In 1907, Bertha Krupp gave birth to the sole heir of the Krupp dynasty. Raised under the rule of Germany's most notorious Kaiser, Alfried would serve the German Reich without hesitation. It is not known whether Alfried was aware of his father's disregard for the Treaty of Versailles, but Batty reminds us of Alfried's loyalty to his family and to Germany {p. 173}. By the time World War II broke out, Alfried was leading Krupp in his father's stead. Peter Batty calls him "far too essential to Hitler and his generals for him to be allowed to go off to fight" {p. 175}. Just how essential was he? According to an official military document prepared by the German military in 1942, Krupp supplied to the Germans a host of tanks and U-boats; anti-tank, anti-aircraft, self-propelled guns; as well as rocket-assisted and armor-piercing shells {1}. And that is the short list of weapons and armor supplied to Germany's troops during the hellish reign of the Fuhrer. Not only did Krupp supply these weapons of mass destruction, but he also seems to have initiated the detestable labor camps where countless human beings lost their lives. According to Jeff Burbank, who wrote Las Vegas Babylon; Tales of Glitter, Glamour and Greed, Alfried established an outsourced company to oversee the labor camps. This company forced 100,000 concentration camp detainees to make munitions and build factories for Krupp throughout Germany and German-occupied states. Burbank states that the same Krupp company managed the concentration camp Bushmannshof, which housed the infants and toddlers of the forced laborers. This man's second wife, Vera, would be the very first woman to wear the Krupp Diamond. The diamond was purchased at some point between 1952 and 1955, and Vera Krupp favored the stone until her death in 1967.
*To read the early portion of Peter Batty's book, The House of Krupp, is to see the German tradition of women and men reigning as equals in business and household affairs.
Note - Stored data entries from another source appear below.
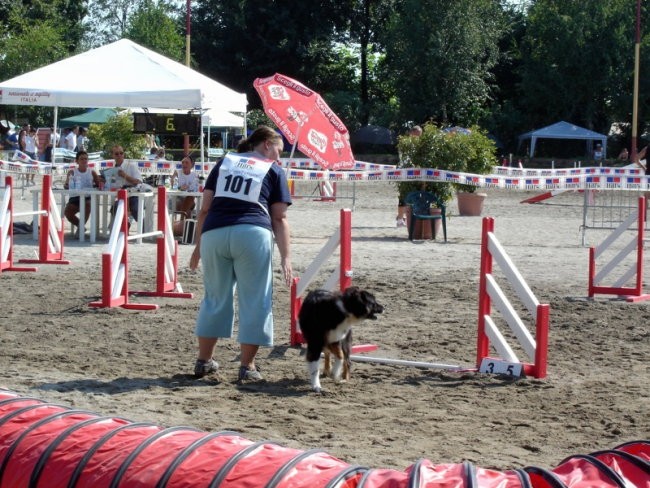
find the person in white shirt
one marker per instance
(71, 139)
(128, 175)
(186, 180)
(82, 139)
(77, 179)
On pages 30-31, we read of Helene Amalie Krupp, who "proceeded to bring up her two small children while at the same time improving and expanding the family business."

References

  1. Batty, Peter. The House of Krupp. New York: Stein and Day, 1966.
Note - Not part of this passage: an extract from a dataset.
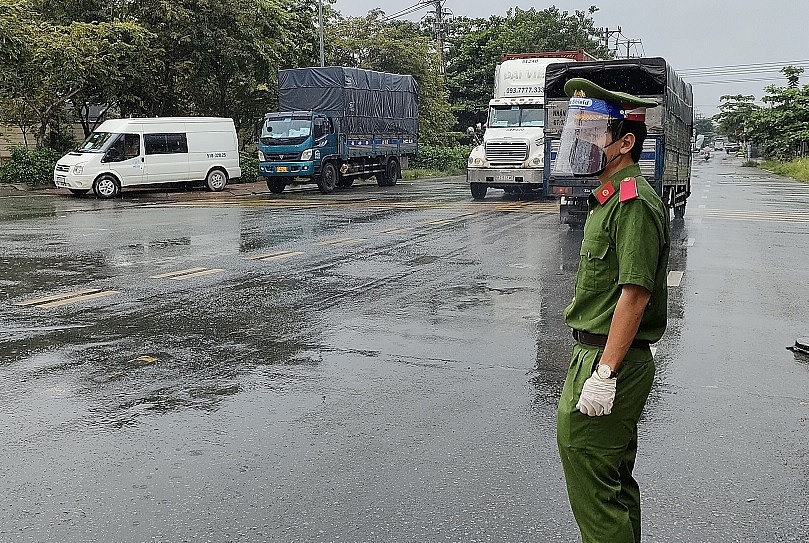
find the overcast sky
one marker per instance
(718, 46)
  2. "Krupp - Steel and Diamonds," World's Luxury GuideApril 25, 2012.
  3. Simkin, John. "Alfried Krupp." Spartacus Educational. Accessed January 10, 2015.
  4. Watson, Peter. The German Genius: Europe's Third Renaissance, the Second Scientific Revolution and the Twentieth Century. London: Simon & Schuster, 2010.
  5. World War II Database. "Alfried Krupp." Accessed January 10, 2015.